На маяк - Вирджиния Вулф
— Мы вернулись поискать Минтину брошку, — сказал он, садясь с нею рядом. «Мы», — и довольно. По усилию голоса, на подъеме одолевавшего трудное слово, она поняла, что он в первый раз сказал «мы». «Мы» делали то-то, «мы» делали се-то. Так всю жизнь будут они говорить, думала она, а дивный запах маслин и масла и сока поднимался от огромного коричневого горшка, с которого Марта сняла не без пышности крышку. Кухарка три дня колдовала над кушаньем. И надо поосторожней, думала миссис Рэмзи, зачерпнуть ложкой мягкую массу, чтоб выудить кусок понежнее для Уильяма Бэнкса. Она заглянула в горшок, где между сверкающих стенок плавали темные и янтарные ломтики упоительной снеди, и лавровый лист, и вино, подумала: «Вот и ознаменуем событие», — и странная эта идея, одновременно шутливая и нежная, всколыхнула сразу два чувства; одно глубокое — ведь что есть на свете серьезней любви мужчины к женщине, властительней, неотступней; с семенем смерти на дне; и вот этих-то любящих, двоих, с сияньем во взоре вступающих в царство иллюзии, надо окружить шутовским хороводом, увесить гирляндами.
— Шедевр, — сказал мистер Бэнкс, отложив на минутку нож. Он ел внимательно. Все сочно; нежно. Приготовлено безупречно. И как ей удается такое в здешней глуши? — спросил он. Удивительная женщина. Вся его любовь, вся почтительность к нему возвратилась; и она поняла.
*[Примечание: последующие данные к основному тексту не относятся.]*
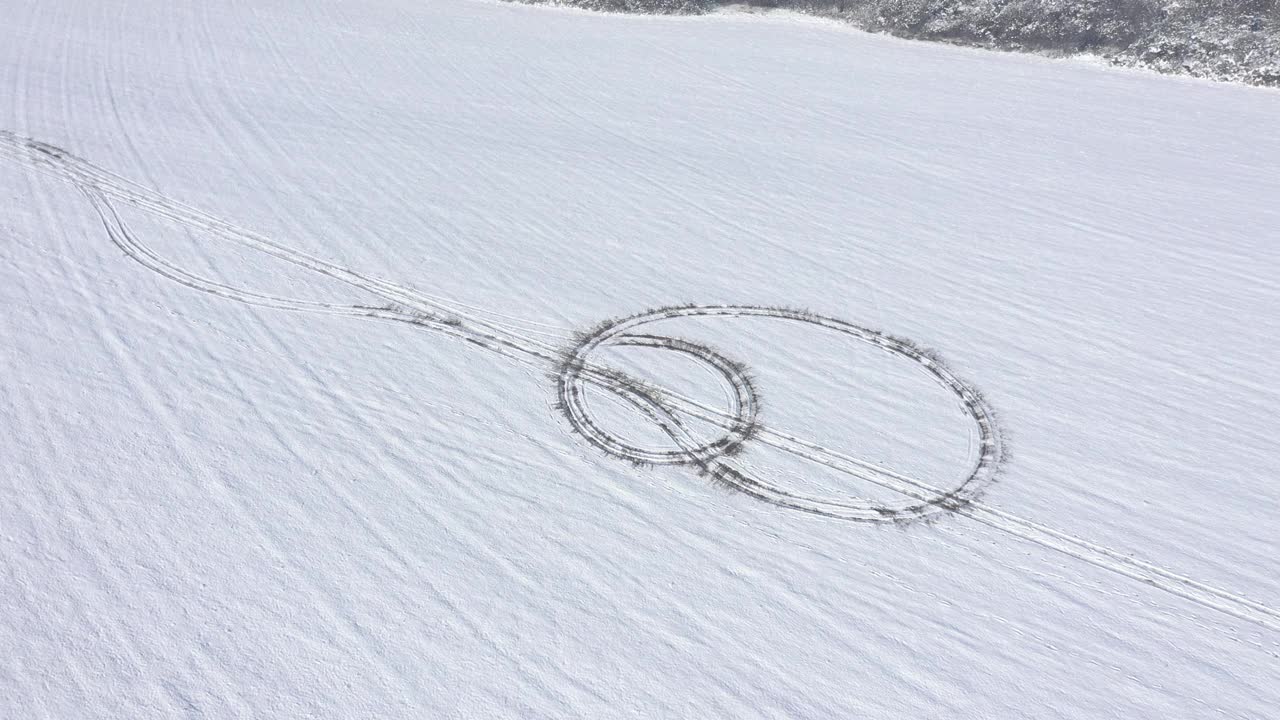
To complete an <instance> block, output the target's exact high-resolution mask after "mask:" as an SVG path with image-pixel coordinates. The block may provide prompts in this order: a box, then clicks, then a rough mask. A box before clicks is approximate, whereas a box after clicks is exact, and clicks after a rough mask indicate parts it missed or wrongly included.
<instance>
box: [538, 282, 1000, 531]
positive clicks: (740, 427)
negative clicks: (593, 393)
mask: <svg viewBox="0 0 1280 720" xmlns="http://www.w3.org/2000/svg"><path fill="white" fill-rule="evenodd" d="M677 318H771V319H776V320H786V322H791V323H803V324H808V325H815V327H819V328H823V329H827V331H831V332H836V333H840V334H844V336H846V337H852V338H855V340H858V341H860V342H865V343H869V345H872V346H874V347H877V348H879V350H882V351H884V352H888V354H892V355H896V356H900V357H904V359H906V360H910V361H911V363H914V364H915V365H918V366H920V368H922V369H923V370H924V372H925V373H927V374H928V375H929V377H931V378H932V379H933V380H934V382H937V383H938V384H940V386H942V387H943V388H946V389H947V391H948V392H951V393H954V395H955V396H956V397H957V398H959V401H960V405H961V406H963V407H964V410H965V413H966V415H968V416H969V418H970V419H972V420H973V423H974V427H975V428H977V433H978V438H979V439H978V443H979V447H978V457H977V460H975V461H974V464H973V466H972V468H970V469H969V473H968V474H966V475H965V477H964V478H963V479H961V482H959V483H957V484H956V486H955V487H954V488H952V489H948V491H943V492H925V493H923V495H922V493H920V492H910V493H908V498H906V500H905V501H902V502H899V503H876V502H870V501H864V500H847V501H837V500H826V498H818V497H810V496H805V495H799V493H794V492H790V491H786V489H785V488H781V487H778V486H774V484H771V483H768V482H767V480H763V479H760V478H756V477H754V475H753V474H750V473H748V471H746V470H744V469H742V468H740V466H739V464H736V462H733V461H732V459H733V456H735V455H736V454H737V451H739V450H741V447H742V446H744V445H745V443H746V442H748V441H749V439H750V438H751V437H753V436H755V434H756V432H759V429H760V424H759V420H758V414H759V402H758V396H756V392H755V387H754V384H753V383H751V379H750V375H748V373H746V370H745V368H744V366H742V365H740V364H737V363H733V361H732V360H728V359H727V357H724V356H723V355H721V354H719V352H716V351H713V350H712V348H709V347H707V346H703V345H698V343H694V342H690V341H686V340H681V338H673V337H667V336H663V334H657V333H654V332H652V329H650V328H645V327H646V325H652V324H654V323H658V322H662V320H672V319H677ZM637 331H646V332H637ZM626 346H646V347H658V348H666V350H671V351H676V352H681V354H685V355H689V356H691V357H694V359H696V360H699V361H700V363H703V364H704V365H707V366H709V368H710V369H713V370H714V372H717V373H718V374H719V375H721V377H723V379H724V380H727V382H728V384H730V387H731V388H732V392H733V405H735V407H733V409H731V411H730V413H727V414H722V415H721V418H722V420H727V421H724V423H723V425H724V428H726V432H724V434H723V436H721V437H719V438H718V439H716V441H712V442H704V443H698V442H696V441H695V438H694V437H692V434H691V433H690V432H689V429H687V427H686V424H685V421H684V420H682V419H681V413H680V410H678V409H677V407H676V406H675V405H673V404H672V402H671V401H669V400H668V398H667V397H666V396H664V393H663V391H662V389H659V388H655V387H653V386H649V384H646V383H643V382H640V380H637V379H635V378H632V377H630V375H626V374H623V373H620V372H616V370H608V369H605V370H594V372H593V370H591V369H593V368H599V366H600V364H599V363H598V361H593V355H595V354H598V352H599V351H602V350H604V348H607V347H626ZM556 378H557V383H556V389H557V400H558V405H559V407H561V410H562V411H563V413H564V416H566V419H567V420H568V423H570V425H571V427H572V429H573V430H575V432H577V433H579V434H581V436H582V437H584V438H585V439H586V441H588V442H590V443H591V445H593V446H595V447H598V448H600V450H602V451H604V452H607V454H609V455H612V456H616V457H621V459H623V460H627V461H630V462H635V464H682V465H692V466H696V468H698V469H699V470H701V471H703V473H704V474H707V475H709V477H710V478H713V479H714V480H716V482H718V483H721V484H724V486H727V487H731V488H735V489H739V491H742V492H745V493H748V495H750V496H753V497H756V498H759V500H763V501H765V502H771V503H773V505H778V506H782V507H788V509H794V510H803V511H806V512H813V514H818V515H824V516H831V518H840V519H846V520H859V521H870V523H901V521H906V520H915V519H920V518H924V516H929V515H934V514H937V512H942V511H954V510H957V509H960V507H963V506H965V505H968V503H969V502H972V500H973V498H974V497H975V496H977V495H978V493H979V492H980V491H982V488H983V487H986V484H987V483H988V482H989V480H991V479H992V478H993V477H995V473H996V469H997V466H998V461H1000V441H998V436H997V433H996V424H995V421H993V414H992V411H991V409H989V407H988V406H987V404H986V401H984V400H983V398H982V396H980V395H979V393H978V392H977V391H974V389H973V388H972V387H969V386H968V384H966V383H964V382H963V380H961V379H960V378H957V377H956V375H955V374H954V373H952V372H951V370H950V369H947V368H946V366H945V365H943V364H942V363H940V361H938V360H937V359H936V357H933V356H932V355H929V354H927V352H924V351H922V350H920V348H919V347H916V346H915V345H913V343H911V342H909V341H905V340H901V338H896V337H892V336H888V334H884V333H882V332H877V331H873V329H869V328H864V327H860V325H855V324H852V323H846V322H844V320H837V319H835V318H828V316H824V315H818V314H815V313H808V311H804V310H792V309H786V307H765V306H756V305H687V306H671V307H660V309H657V310H649V311H645V313H640V314H636V315H631V316H628V318H623V319H620V320H613V322H608V323H603V324H600V325H598V327H596V328H595V329H594V331H591V332H588V333H585V334H584V336H582V337H581V338H580V340H579V341H577V343H576V345H575V346H573V347H571V348H570V350H568V351H567V352H564V357H563V360H562V361H561V364H559V369H558V372H557V374H556ZM584 382H590V383H593V384H596V386H600V387H603V388H605V389H608V391H611V392H613V393H614V395H617V396H618V397H621V398H623V400H625V401H627V402H628V404H631V405H634V406H636V407H637V409H639V410H640V411H643V413H644V414H645V415H648V416H649V418H650V419H652V420H653V421H654V423H655V424H657V425H658V427H659V428H660V429H662V430H663V432H664V433H666V434H667V436H668V437H669V438H671V439H672V441H673V442H676V445H677V446H678V447H680V450H648V448H641V447H636V446H632V445H628V443H627V442H626V441H623V439H622V438H620V437H618V436H617V434H614V433H611V432H609V430H607V429H604V428H603V427H602V425H600V424H599V423H596V421H595V419H594V418H593V416H591V414H590V410H589V409H588V406H586V404H585V401H584V392H582V389H584V388H582V384H584ZM783 437H785V436H783ZM782 442H783V445H788V447H790V450H792V451H795V452H796V454H799V455H801V456H805V457H810V459H813V457H812V454H808V452H805V450H804V446H800V445H795V443H787V441H786V439H783V441H782Z"/></svg>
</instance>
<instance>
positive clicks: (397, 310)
mask: <svg viewBox="0 0 1280 720" xmlns="http://www.w3.org/2000/svg"><path fill="white" fill-rule="evenodd" d="M0 156H4V158H6V159H9V160H12V161H17V163H19V164H23V165H26V167H28V168H32V169H35V170H40V172H45V173H49V174H52V176H55V177H59V178H60V179H63V181H65V182H68V183H70V184H73V186H74V187H77V188H78V190H79V191H81V192H82V193H83V195H84V196H86V197H87V199H88V200H90V202H91V204H92V205H93V209H95V210H96V211H97V214H99V217H100V218H101V220H102V224H104V227H105V229H106V232H108V236H109V237H110V238H111V241H113V242H114V243H115V245H116V246H118V247H119V249H120V250H122V251H124V252H125V255H128V256H129V258H131V259H133V260H136V261H137V263H140V264H141V265H143V266H145V268H147V269H150V270H152V272H155V273H159V274H160V275H163V277H165V278H169V279H172V281H174V282H178V283H182V284H184V286H187V287H191V288H193V290H198V291H202V292H209V293H211V295H216V296H220V297H225V299H228V300H236V301H239V302H244V304H248V305H259V306H265V307H274V309H280V310H293V311H307V313H323V314H329V315H339V316H352V318H372V319H378V320H388V322H397V323H406V324H410V325H415V327H419V328H426V329H430V331H434V332H439V333H442V334H445V336H448V337H453V338H456V340H461V341H465V342H467V343H470V345H472V346H475V347H479V348H483V350H486V351H490V352H495V354H498V355H499V356H503V357H507V359H511V360H515V361H517V363H525V364H529V365H532V366H536V368H539V369H543V370H547V372H553V373H556V374H557V393H558V400H559V407H561V409H562V410H563V411H564V414H566V416H567V418H568V420H570V424H571V425H572V429H573V430H575V432H577V433H580V434H581V436H582V437H585V438H586V439H588V441H589V442H590V443H591V445H594V446H595V447H598V448H600V450H603V451H604V452H608V454H611V455H614V456H617V457H620V459H623V460H627V461H631V462H634V464H637V465H644V464H675V465H690V466H694V468H696V469H698V470H699V473H700V474H703V475H707V477H709V478H710V479H712V480H713V482H716V483H718V484H723V486H726V487H728V488H731V489H733V491H737V492H742V493H745V495H748V496H750V497H754V498H756V500H760V501H764V502H768V503H771V505H776V506H778V507H785V509H791V510H799V511H803V512H810V514H814V515H822V516H827V518H833V519H841V520H854V521H863V523H900V521H911V520H919V519H924V518H931V516H933V515H937V514H942V512H955V514H959V515H963V516H966V518H972V519H973V520H977V521H979V523H982V524H984V525H988V527H992V528H995V529H998V530H1001V532H1005V533H1009V534H1010V536H1014V537H1018V538H1021V539H1025V541H1029V542H1033V543H1037V544H1039V546H1042V547H1046V548H1051V550H1055V551H1057V552H1061V553H1065V555H1069V556H1071V557H1075V559H1079V560H1082V561H1085V562H1089V564H1092V565H1094V566H1098V568H1102V569H1106V570H1110V571H1112V573H1116V574H1120V575H1124V577H1126V578H1132V579H1135V580H1140V582H1143V583H1147V584H1149V585H1152V587H1156V588H1160V589H1162V591H1165V592H1169V593H1171V594H1175V596H1178V597H1181V598H1185V600H1188V601H1190V602H1196V603H1198V605H1201V606H1203V607H1208V609H1212V610H1215V611H1219V612H1224V614H1226V615H1230V616H1233V618H1236V619H1240V620H1245V621H1249V623H1254V624H1257V625H1261V626H1265V628H1268V629H1271V630H1280V610H1276V609H1272V607H1270V606H1267V605H1263V603H1260V602H1254V601H1252V600H1249V598H1247V597H1243V596H1239V594H1236V593H1233V592H1230V591H1226V589H1222V588H1217V587H1213V585H1210V584H1206V583H1202V582H1198V580H1196V579H1193V578H1189V577H1185V575H1181V574H1178V573H1174V571H1170V570H1166V569H1164V568H1160V566H1157V565H1153V564H1151V562H1146V561H1142V560H1138V559H1134V557H1132V556H1129V555H1125V553H1123V552H1119V551H1115V550H1111V548H1107V547H1103V546H1100V544H1097V543H1092V542H1088V541H1085V539H1082V538H1076V537H1073V536H1071V534H1069V533H1064V532H1061V530H1056V529H1053V528H1050V527H1046V525H1043V524H1039V523H1034V521H1030V520H1027V519H1023V518H1019V516H1016V515H1012V514H1010V512H1005V511H1001V510H998V509H995V507H991V506H987V505H983V503H982V502H980V501H978V500H977V498H975V497H977V495H978V493H979V492H980V489H982V488H983V487H984V484H986V483H987V482H988V480H989V479H991V478H992V475H993V474H995V473H996V471H997V469H998V465H1000V439H998V433H997V430H996V424H995V421H993V419H992V413H991V410H989V409H988V407H987V405H986V402H984V401H983V400H982V397H980V395H978V393H977V392H975V391H973V389H972V388H970V387H969V386H966V384H965V383H964V382H961V380H960V379H959V378H956V377H955V375H954V374H952V373H951V372H950V370H948V369H947V368H946V366H945V365H942V364H941V363H940V361H938V360H937V359H934V357H932V356H931V355H929V354H928V352H923V351H920V350H918V348H916V347H915V346H914V345H911V343H909V342H906V341H904V340H901V338H896V337H891V336H887V334H884V333H881V332H876V331H870V329H867V328H861V327H858V325H852V324H850V323H845V322H842V320H837V319H833V318H824V316H822V315H817V314H813V313H806V311H800V310H790V309H783V307H758V306H705V305H689V306H672V307H663V309H658V310H653V311H648V313H641V314H639V315H635V316H631V318H625V319H621V320H613V322H607V323H603V324H600V325H599V327H598V328H596V329H594V331H591V332H589V333H586V334H585V336H584V337H582V338H580V340H579V341H577V343H576V345H573V346H572V347H571V348H570V350H567V351H566V350H563V348H557V347H556V346H554V345H552V343H548V342H545V341H539V340H536V338H534V337H531V336H529V334H522V333H520V332H516V331H515V329H512V328H511V327H509V325H508V327H503V325H499V324H498V323H494V322H493V320H490V319H486V318H484V316H483V315H481V314H479V313H476V311H475V310H468V309H465V307H461V306H460V305H458V304H456V302H449V301H447V300H442V299H436V297H431V296H428V295H424V293H420V292H417V291H415V290H412V288H410V287H406V286H399V284H394V283H390V282H388V281H383V279H378V278H374V277H370V275H366V274H362V273H357V272H355V270H351V269H348V268H343V266H339V265H335V264H333V263H328V261H325V260H321V259H319V258H315V256H311V255H307V254H303V252H300V251H298V250H296V249H291V247H287V246H284V245H280V243H278V242H275V241H273V240H270V238H266V237H262V236H260V234H257V233H253V232H251V231H244V229H241V228H238V227H236V225H234V224H230V223H227V222H223V220H219V219H216V218H212V217H211V215H209V214H206V213H202V211H200V210H197V209H193V208H189V206H186V205H183V204H180V202H178V201H174V200H172V199H168V197H164V196H161V195H159V193H156V192H154V191H150V190H147V188H145V187H142V186H140V184H137V183H133V182H131V181H128V179H125V178H122V177H119V176H116V174H114V173H111V172H109V170H106V169H102V168H100V167H97V165H93V164H92V163H88V161H87V160H83V159H79V158H77V156H76V155H72V154H70V152H68V151H65V150H63V149H60V147H55V146H51V145H47V143H45V142H40V141H36V140H32V138H23V137H20V136H18V135H15V133H13V132H10V131H0ZM113 201H120V202H124V204H128V205H129V206H133V208H137V209H141V210H143V211H147V213H150V214H154V215H156V217H161V218H164V219H165V220H168V222H172V223H177V224H180V225H186V227H188V228H192V229H196V231H198V232H201V233H204V234H206V236H209V237H212V238H216V240H221V241H225V242H232V243H239V245H243V246H246V247H250V249H253V250H259V251H261V252H265V254H268V255H271V256H274V258H276V259H280V260H283V261H287V263H292V264H294V265H298V266H302V268H306V269H308V270H312V272H316V273H320V274H323V275H326V277H330V278H334V279H338V281H340V282H343V283H346V284H348V286H352V287H356V288H358V290H362V291H366V292H369V293H371V295H375V296H378V297H381V299H383V300H387V301H389V304H388V305H384V306H370V305H338V304H330V302H315V301H306V300H294V299H287V297H279V296H273V295H266V293H260V292H253V291H250V290H244V288H237V287H233V286H230V284H227V283H220V282H218V281H214V279H210V278H205V277H201V275H198V274H196V273H192V272H189V270H187V269H184V268H180V266H178V265H174V264H173V263H170V261H168V260H165V259H164V258H161V256H160V255H157V254H156V252H154V251H152V250H151V249H150V247H147V246H146V245H145V243H143V242H141V241H140V240H138V238H137V237H134V236H133V233H132V232H131V231H129V228H128V225H125V223H124V222H123V220H122V219H120V215H119V213H118V211H116V210H115V208H114V205H113ZM689 316H699V318H744V316H767V318H774V319H782V320H790V322H796V323H806V324H813V325H818V327H822V328H826V329H829V331H835V332H838V333H844V334H846V336H851V337H855V338H858V340H859V341H863V342H868V343H870V345H873V346H876V347H878V348H881V350H884V351H888V352H891V354H896V355H900V356H902V357H906V359H909V360H911V361H914V363H916V364H919V365H920V366H922V368H923V369H925V370H927V372H928V373H929V374H931V377H932V378H933V379H934V380H936V382H937V383H940V384H941V386H943V387H945V388H947V389H950V391H952V392H954V393H955V395H956V397H957V400H959V401H960V404H961V405H963V406H964V407H965V410H966V413H968V414H969V416H970V418H972V419H973V421H974V424H975V427H977V428H978V430H979V437H980V443H979V451H978V460H977V462H975V465H974V468H973V469H972V471H970V473H969V474H968V477H966V478H965V479H964V482H963V483H960V486H957V487H955V488H952V489H942V488H937V487H933V486H931V484H929V483H927V482H923V480H919V479H915V478H911V477H908V475H904V474H901V473H895V471H893V470H891V469H888V468H883V466H879V465H874V464H870V462H867V461H863V460H859V459H856V457H850V456H847V455H844V454H841V452H837V451H833V450H831V448H827V447H823V446H820V445H817V443H813V442H808V441H804V439H801V438H799V437H795V436H791V434H787V433H785V432H781V430H778V429H776V428H769V427H767V425H764V424H763V423H760V421H759V419H758V414H759V406H758V401H756V400H755V391H754V388H753V383H751V380H750V377H749V374H748V372H746V368H745V366H744V365H741V364H739V363H735V361H732V360H730V359H727V357H724V356H722V355H721V354H718V352H717V351H714V350H713V348H710V347H707V346H703V345H698V343H692V342H690V341H685V340H681V338H673V337H666V336H660V334H646V333H644V332H640V331H641V329H643V328H644V327H645V325H646V324H649V323H653V322H655V320H664V319H673V318H689ZM611 345H613V346H639V347H655V348H662V350H667V351H673V352H680V354H685V355H687V356H691V357H694V359H695V360H696V361H699V363H703V364H704V365H705V366H708V368H709V369H712V370H713V373H716V374H719V375H721V377H722V379H723V380H724V382H726V383H727V386H728V387H730V388H731V389H732V398H733V407H732V409H731V410H730V411H727V413H726V411H723V410H718V409H716V407H710V406H708V405H704V404H700V402H698V401H695V400H692V398H690V397H687V396H682V395H680V393H676V392H675V391H672V389H669V388H663V387H655V386H653V384H650V383H645V382H643V380H640V379H636V378H632V377H628V375H627V374H626V373H622V372H620V370H617V369H613V368H609V366H605V365H600V364H598V363H593V361H591V359H590V356H591V354H593V352H595V351H596V350H599V348H602V347H605V346H611ZM582 383H590V384H593V386H595V387H599V388H602V389H604V391H607V392H609V393H613V395H614V396H617V397H618V398H621V400H622V401H625V402H627V404H630V405H632V406H634V407H635V409H636V410H639V411H640V413H641V414H644V415H645V416H648V418H649V420H650V421H653V423H654V425H655V427H658V428H659V429H660V430H662V432H663V433H664V434H666V436H667V437H669V438H671V439H672V441H673V442H675V443H676V446H677V450H648V448H643V447H636V446H632V445H628V443H627V442H625V441H622V439H621V438H618V437H617V436H616V434H613V433H611V432H608V430H607V429H604V428H602V427H600V425H599V424H596V423H595V421H594V420H593V418H591V415H590V413H589V411H588V409H586V406H585V405H584V400H582V392H581V388H582ZM681 415H687V416H690V418H698V419H703V420H708V421H712V423H716V424H719V425H721V427H723V428H724V430H726V434H723V436H722V437H721V438H718V439H716V441H712V442H705V443H704V442H700V441H699V438H698V437H696V436H695V434H694V433H692V432H690V429H689V428H687V427H686V423H685V420H682V418H681ZM750 442H762V443H764V445H769V446H773V447H777V448H780V450H783V451H786V452H790V454H792V455H796V456H799V457H804V459H805V460H809V461H812V462H815V464H818V465H822V466H824V468H828V469H832V470H837V471H841V473H845V474H847V475H851V477H855V478H858V479H860V480H865V482H870V483H873V484H876V486H879V487H883V488H887V489H891V491H893V492H896V493H899V495H902V496H905V497H906V498H908V502H906V503H905V505H876V503H870V502H867V501H835V500H826V498H820V497H810V496H805V495H797V493H794V492H790V491H787V489H785V488H782V487H780V486H776V484H772V483H769V482H768V480H765V479H762V478H758V477H755V475H754V474H753V473H751V471H750V470H749V469H746V468H745V466H744V465H741V464H740V462H736V461H735V459H733V456H735V455H736V454H737V452H739V451H740V450H744V448H745V446H748V445H749V443H750Z"/></svg>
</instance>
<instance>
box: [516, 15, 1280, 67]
mask: <svg viewBox="0 0 1280 720" xmlns="http://www.w3.org/2000/svg"><path fill="white" fill-rule="evenodd" d="M529 1H548V0H529ZM549 1H556V3H563V4H567V5H576V6H580V8H590V9H596V10H616V12H630V13H662V14H698V13H705V12H710V10H713V9H716V8H717V6H722V5H733V4H742V1H744V0H549ZM746 4H750V5H756V6H768V8H785V9H791V10H797V12H803V13H810V14H814V15H822V17H832V18H841V19H845V20H847V22H850V23H852V24H855V26H858V27H860V28H863V29H868V31H873V32H887V33H892V35H897V36H901V37H914V38H920V40H940V41H946V42H956V44H963V45H978V46H984V47H998V49H1004V50H1029V51H1037V53H1047V54H1066V55H1070V54H1076V53H1093V54H1097V55H1102V56H1105V58H1107V59H1110V60H1111V61H1114V63H1116V64H1124V65H1135V67H1146V68H1152V69H1156V70H1161V72H1166V73H1180V74H1193V76H1197V77H1208V78H1216V79H1234V81H1243V82H1249V83H1254V85H1268V86H1277V87H1280V1H1277V0H1185V1H1178V0H746Z"/></svg>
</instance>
— Еще бабушкин французский рецепт, — сказала миссис Рэмзи, и в голосе задрожала счастливая нотка. Французский — то-то же. Нечто, выдаваемое за английскую кухню, есть форменное позорище (согласились они). Капусту в семи водах вываривают. Мясо жарят, покуда не превратится в подошву. Срезают с овощей их бесценную кожицу. «В которой, — сказал мистер Бэнкс, — вся ценность овощей и заключена». А какое расточительство, сказала миссис Рэмзи. Целая французская семья может продержаться на том, что выбрасывает на помойку английская стряпуха. К ней вернулось расположение Уильяма, напряженье ушло, все уладилось, снова можно было торжествовать и шутить — и она смеялась, она жестикулировала, и Лили думала: что за ребячество, какая нелепость — во всем сиянии красоты рассуждать о кожице овощей. Что-то в ней просто пугающее. Неотразима. Вечно своего добивается, думала Лили. Вот и это сладила — Пол и Минта, конечно, помолвлены. Мистер Бэнкс, пожалуйста, за столом. Всех она опутала чарами, ее желания просты и прямы — кто устоит? И Лили сопоставляла эту полноту души с собственной нищетою духа и предполагала, что тут отчасти причиною вера (ведь лицо ее озарилось, и без всякой юности она вся сверкала), вера миссис Рэмзи в ту странную, в ту ужасную вещь, из-за которой Пол Рэйли, в центре ее, трепетал, но был отвлечен, молчалив, задумчив. Миссис Рэмзи, чувствовала Лили, рассуждая о кожице овощей, ту вещь восславляла, молитвословила; тянула к ней руки, чтоб их отогреть, чтоб ее охранить, и, спроворив все это, уже усмехалась, чувствовала Лили, и жертвы вела к алтарю. И вот ее самое проняло наконец волненьем любви, ее трясом. Какой невзрачной казалась она себе рядом с Полом! Он горит и пылает; она бессердечно насмешничает. Он пускается в дивное плаванье; она пришвартована к берегу; он мчится вдаль без оглядки; она, забытая, остается одна — и готовая, в случае бед, разделить его беды, она спросила робко:
— А когда Минта потеряла брошку?
Нежнейшая из улыбок тронула его рот, отуманенная мечтой, подернутая воспоминаньем. Он покачал головой:
— На берегу, — сказал он. — Но я ее найду. Я встану ни свет ни заря. — И раз он собирался это сделать по секрету от Минты, он понизил голос и глянул туда, где она смеялась рядом с мистером Рэмзи.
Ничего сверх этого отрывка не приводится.